Une vive polémique a éclaté à la suite des déclarations du député Abdelkader Ben Zineb, qui a affirmé avoir reçu un appel téléphonique de la gouverneure de Nabeul, contenant, selon lui, des propos menaçants, après ses critiques concernant l’acquisition d’un nouveau véhicule de fonction par le gouvernorat.
Intervenant lors de la séance plénière, le parlementaire a dénoncé ce qu’il qualifie de « précédent inédit », s’adressant directement au président Kaïs Saïed et au ministre de l’Intérieur pour signaler ce qu’il considère comme une atteinte grave au rôle de contrôle des élus.
Critique sur l’achat d’un véhicule en période d’austérité
Au cœur de l’affaire, les critiques formulées par le député sur l’achat, par la gouverneure, d’un véhicule d’une valeur de 180 mille dinars, alors que, selon lui, le gouvernorat dispose déjà de trois voitures administratives.

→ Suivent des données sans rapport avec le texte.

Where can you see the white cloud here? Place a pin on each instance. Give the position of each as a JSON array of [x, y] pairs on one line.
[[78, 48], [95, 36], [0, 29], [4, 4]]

Le député a replacé cette acquisition dans un contexte qu’il juge marqué par la rigueur budgétaire et les restrictions financières, estimant que cette dépense soulève des interrogations sur la gestion des ressources publiques.
Des accusations de menaces personnelles
Mais l’affaire a pris une tournure plus grave avec les accusations portées par le député, qui affirme avoir reçu un appel nocturne de la gouverneure au cours duquel elle aurait proféré des invocations hostiles à son encontre ainsi qu’à l’égard de ses enfants, en réaction à ses critiques.
Des accusations particulièrement lourdes, le député dénonçant une situation où, selon ses propos, un représentant du peuple se retrouve visé pour avoir exercé sa mission de contrôle et de critique.
Interpellation du pouvoir exécutif
Dans son intervention, Abdelkader Ben Zineb a directement interpellé le chef de l’État et le ministre de l’Intérieur, appelant à un examen de ce qu’il présente comme un dérapage institutionnel.
Il a également élargi son propos à une critique plus générale du fonctionnement institutionnel, estimant que les prérogatives des députés seraient, selon lui, de plus en plus limitées.
Une affaire susceptible de provoquer des réactions
À ce stade, aucune réaction officielle de la gouverneure de Nabeul ni du ministère de l’Intérieur n’avait été rendue publique concernant ces accusations.
Si les faits rapportés étaient confirmés, cette affaire pourrait relancer le débat sur les rapports entre administration régionale et représentants élus, ainsi que sur les mécanismes de contrôle de l’action des gouverneurs.